軋む身体を起こして時計を見る。深夜3時、辺りは静まり返っていた。
乱された服は綺麗に整えられていて妙なところで几帳面だと思う。別にそのままでも問題は無かったから。
眠るカイジさんの髪を梳きながらボサボサな髪だなと思った。長いくせに手入れの一つもしていないなんて。そう考えながら前髪を触ると、その隙間から黒い瞳がこっちを見ていた。



「佐原っ」



目が合った瞬間にやばいなと思った。たぶん、殴られる。そう感じたのだ。けれど殴られると思っていた顔にも頭にも拳が振り下ろされることもなく、代わりに身体を抱きしめられた。
そういえば、セックス以外で抱きしめられたのなんていつぶりだったろう。覚えていないしそもそも無いのかもしれない。
カイジさんは俺を抱きしめたまましばらくそうして、泣いた。

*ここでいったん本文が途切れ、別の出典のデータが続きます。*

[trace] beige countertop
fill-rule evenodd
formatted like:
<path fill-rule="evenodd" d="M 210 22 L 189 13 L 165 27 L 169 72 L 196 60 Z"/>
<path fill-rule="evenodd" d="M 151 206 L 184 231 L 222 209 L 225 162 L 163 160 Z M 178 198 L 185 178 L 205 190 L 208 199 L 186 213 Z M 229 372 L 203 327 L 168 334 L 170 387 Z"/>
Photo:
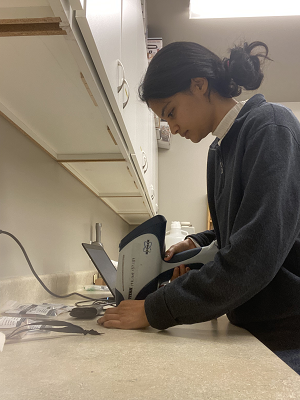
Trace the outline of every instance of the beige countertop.
<path fill-rule="evenodd" d="M 300 376 L 225 316 L 165 331 L 60 319 L 104 335 L 51 333 L 6 344 L 1 399 L 300 399 Z"/>

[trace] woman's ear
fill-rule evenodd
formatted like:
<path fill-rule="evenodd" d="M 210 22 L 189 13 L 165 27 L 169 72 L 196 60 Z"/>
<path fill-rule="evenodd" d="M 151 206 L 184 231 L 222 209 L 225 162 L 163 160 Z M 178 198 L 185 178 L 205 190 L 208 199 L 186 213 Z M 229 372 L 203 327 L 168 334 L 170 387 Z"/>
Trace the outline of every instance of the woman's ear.
<path fill-rule="evenodd" d="M 206 78 L 192 78 L 190 90 L 194 94 L 205 94 L 208 89 L 208 81 Z"/>

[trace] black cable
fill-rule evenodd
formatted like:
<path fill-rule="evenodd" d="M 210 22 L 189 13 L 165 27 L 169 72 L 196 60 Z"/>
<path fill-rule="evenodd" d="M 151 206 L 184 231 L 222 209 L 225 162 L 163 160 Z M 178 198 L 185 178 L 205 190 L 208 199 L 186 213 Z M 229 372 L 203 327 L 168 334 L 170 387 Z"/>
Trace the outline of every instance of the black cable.
<path fill-rule="evenodd" d="M 27 261 L 27 263 L 28 263 L 28 265 L 29 265 L 29 268 L 30 268 L 31 272 L 32 272 L 33 275 L 36 277 L 36 279 L 39 281 L 39 283 L 43 286 L 43 288 L 46 290 L 46 292 L 48 292 L 49 294 L 51 294 L 51 296 L 59 297 L 60 299 L 63 299 L 63 298 L 66 298 L 66 297 L 70 297 L 70 296 L 73 296 L 73 295 L 77 295 L 77 296 L 83 297 L 84 299 L 93 300 L 93 301 L 96 300 L 96 299 L 93 299 L 92 297 L 84 296 L 83 294 L 76 293 L 76 292 L 67 294 L 67 295 L 65 295 L 65 296 L 61 296 L 61 295 L 58 295 L 58 294 L 55 294 L 55 293 L 51 292 L 51 290 L 47 288 L 47 286 L 44 284 L 44 282 L 40 279 L 40 277 L 38 276 L 38 274 L 35 272 L 35 270 L 34 270 L 32 264 L 31 264 L 31 262 L 30 262 L 30 260 L 29 260 L 29 257 L 28 257 L 28 255 L 27 255 L 27 253 L 26 253 L 24 247 L 22 246 L 22 243 L 21 243 L 13 234 L 11 234 L 11 233 L 9 233 L 9 232 L 0 230 L 0 234 L 1 234 L 1 233 L 4 233 L 5 235 L 10 236 L 11 238 L 13 238 L 13 239 L 17 242 L 17 244 L 20 246 L 20 248 L 21 248 L 21 250 L 22 250 L 22 252 L 23 252 L 23 254 L 24 254 L 25 258 L 26 258 L 26 261 Z M 102 300 L 102 299 L 99 299 L 99 300 Z"/>

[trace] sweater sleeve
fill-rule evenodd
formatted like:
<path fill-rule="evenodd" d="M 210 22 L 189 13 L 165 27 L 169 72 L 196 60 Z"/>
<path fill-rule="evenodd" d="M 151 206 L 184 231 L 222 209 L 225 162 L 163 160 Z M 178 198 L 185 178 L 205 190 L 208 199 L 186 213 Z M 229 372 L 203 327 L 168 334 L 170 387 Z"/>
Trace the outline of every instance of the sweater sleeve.
<path fill-rule="evenodd" d="M 151 326 L 166 329 L 216 318 L 274 279 L 300 232 L 297 140 L 278 124 L 257 130 L 247 140 L 239 178 L 243 195 L 227 243 L 214 261 L 146 298 Z"/>

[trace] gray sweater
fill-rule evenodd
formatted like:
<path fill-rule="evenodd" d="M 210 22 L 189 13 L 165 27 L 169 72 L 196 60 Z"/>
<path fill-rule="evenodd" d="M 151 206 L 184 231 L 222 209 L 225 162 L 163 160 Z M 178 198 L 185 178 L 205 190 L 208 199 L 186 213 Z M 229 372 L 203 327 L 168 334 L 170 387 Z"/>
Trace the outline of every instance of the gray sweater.
<path fill-rule="evenodd" d="M 166 329 L 223 314 L 238 325 L 300 315 L 300 124 L 262 95 L 244 105 L 210 146 L 207 193 L 214 261 L 150 294 L 151 326 Z M 186 204 L 185 206 L 188 206 Z"/>

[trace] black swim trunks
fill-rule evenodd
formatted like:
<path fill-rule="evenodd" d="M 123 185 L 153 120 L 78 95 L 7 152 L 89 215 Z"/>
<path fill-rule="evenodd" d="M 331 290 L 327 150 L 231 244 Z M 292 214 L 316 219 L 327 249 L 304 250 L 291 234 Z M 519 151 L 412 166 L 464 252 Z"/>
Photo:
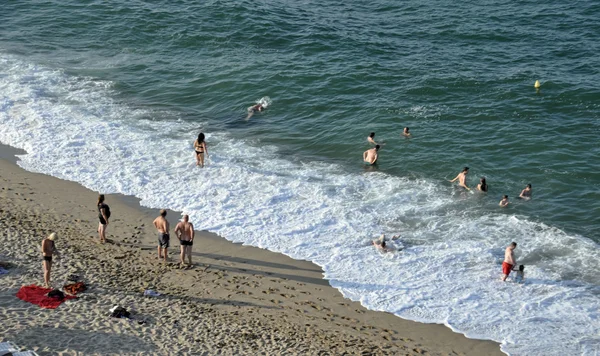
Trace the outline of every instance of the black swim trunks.
<path fill-rule="evenodd" d="M 163 234 L 162 232 L 158 233 L 158 246 L 162 248 L 169 247 L 169 234 Z"/>

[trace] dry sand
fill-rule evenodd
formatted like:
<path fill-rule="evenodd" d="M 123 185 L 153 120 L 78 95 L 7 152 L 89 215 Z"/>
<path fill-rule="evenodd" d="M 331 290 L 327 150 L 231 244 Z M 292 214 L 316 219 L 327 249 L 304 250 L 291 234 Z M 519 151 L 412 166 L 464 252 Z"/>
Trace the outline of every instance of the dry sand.
<path fill-rule="evenodd" d="M 173 237 L 171 263 L 163 264 L 152 228 L 157 212 L 132 198 L 107 196 L 111 242 L 100 244 L 97 193 L 24 171 L 11 154 L 0 147 L 0 261 L 11 264 L 0 276 L 0 342 L 41 355 L 502 355 L 497 343 L 344 299 L 312 263 L 207 232 L 194 241 L 194 267 L 177 265 Z M 173 227 L 179 214 L 168 217 Z M 42 285 L 39 246 L 53 231 L 62 257 L 52 284 L 75 274 L 90 289 L 45 310 L 15 294 Z M 142 296 L 147 288 L 162 295 Z M 109 317 L 116 304 L 134 319 Z"/>

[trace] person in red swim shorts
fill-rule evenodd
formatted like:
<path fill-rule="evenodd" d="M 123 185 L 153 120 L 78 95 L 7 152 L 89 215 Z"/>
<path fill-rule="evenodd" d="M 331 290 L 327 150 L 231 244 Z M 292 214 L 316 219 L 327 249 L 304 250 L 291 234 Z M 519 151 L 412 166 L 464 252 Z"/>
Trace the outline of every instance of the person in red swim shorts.
<path fill-rule="evenodd" d="M 508 278 L 513 266 L 517 264 L 515 262 L 515 248 L 517 248 L 517 243 L 511 242 L 504 251 L 504 262 L 502 262 L 502 281 L 506 281 L 506 278 Z"/>

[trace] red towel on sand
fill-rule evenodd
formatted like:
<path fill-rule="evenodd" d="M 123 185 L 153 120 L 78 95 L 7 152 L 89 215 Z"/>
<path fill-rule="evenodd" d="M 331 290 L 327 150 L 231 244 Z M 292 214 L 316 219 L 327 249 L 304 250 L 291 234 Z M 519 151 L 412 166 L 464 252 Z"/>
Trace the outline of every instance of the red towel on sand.
<path fill-rule="evenodd" d="M 56 309 L 65 300 L 77 298 L 71 295 L 66 295 L 64 299 L 50 298 L 47 294 L 51 291 L 50 288 L 42 288 L 36 285 L 23 286 L 17 292 L 17 298 L 46 309 Z"/>

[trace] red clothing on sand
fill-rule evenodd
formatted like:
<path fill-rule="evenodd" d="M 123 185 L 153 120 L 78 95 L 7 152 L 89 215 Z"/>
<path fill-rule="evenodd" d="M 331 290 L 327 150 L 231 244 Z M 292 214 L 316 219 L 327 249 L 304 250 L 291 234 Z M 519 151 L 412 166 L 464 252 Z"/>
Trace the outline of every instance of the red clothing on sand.
<path fill-rule="evenodd" d="M 50 288 L 42 288 L 36 285 L 23 286 L 17 292 L 17 298 L 46 309 L 56 309 L 65 300 L 77 298 L 71 295 L 66 295 L 64 299 L 50 298 L 48 293 L 51 291 Z"/>
<path fill-rule="evenodd" d="M 502 273 L 508 276 L 510 271 L 512 271 L 512 267 L 513 265 L 510 263 L 502 262 Z"/>

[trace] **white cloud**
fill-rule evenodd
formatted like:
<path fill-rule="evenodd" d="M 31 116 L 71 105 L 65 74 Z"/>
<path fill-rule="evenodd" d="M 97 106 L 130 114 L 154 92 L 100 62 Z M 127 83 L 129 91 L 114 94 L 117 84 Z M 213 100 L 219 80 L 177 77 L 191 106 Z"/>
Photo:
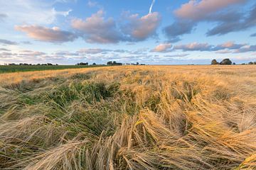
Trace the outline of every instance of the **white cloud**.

これじゃ俺が悪いみたいだ。



「カイジ、さん?」



呼び掛けても嗚咽と鼻を啜る音しかしなくて、たぶん服が汚れているなと予想してみる。洗えばいいんだけど、気持ちの持ち方だ。
俺はどうしてカイジさんが泣いてるのか分からない。なのにどうしてこっちまで泣きたくならなきゃいけないのか。



「さ、はら、好きだ」
「………」
「だから、も、やめてくれ」



そう言われても俺にはそれしか無いわけで、やめるだなんて出来るわけがない。生きてくためには金が必要でいくらあっても足りないのだ。だから欲しい。俺は金が欲しい。
お金よりもカイジさんの方が大事だなんて思えない。けれど、俺はカイジさんの背中に腕を回すのをやめない。



「……カイジさん、ありがとう」



肯定も否定もできる言葉を長い髪に隠れた耳に囁いた。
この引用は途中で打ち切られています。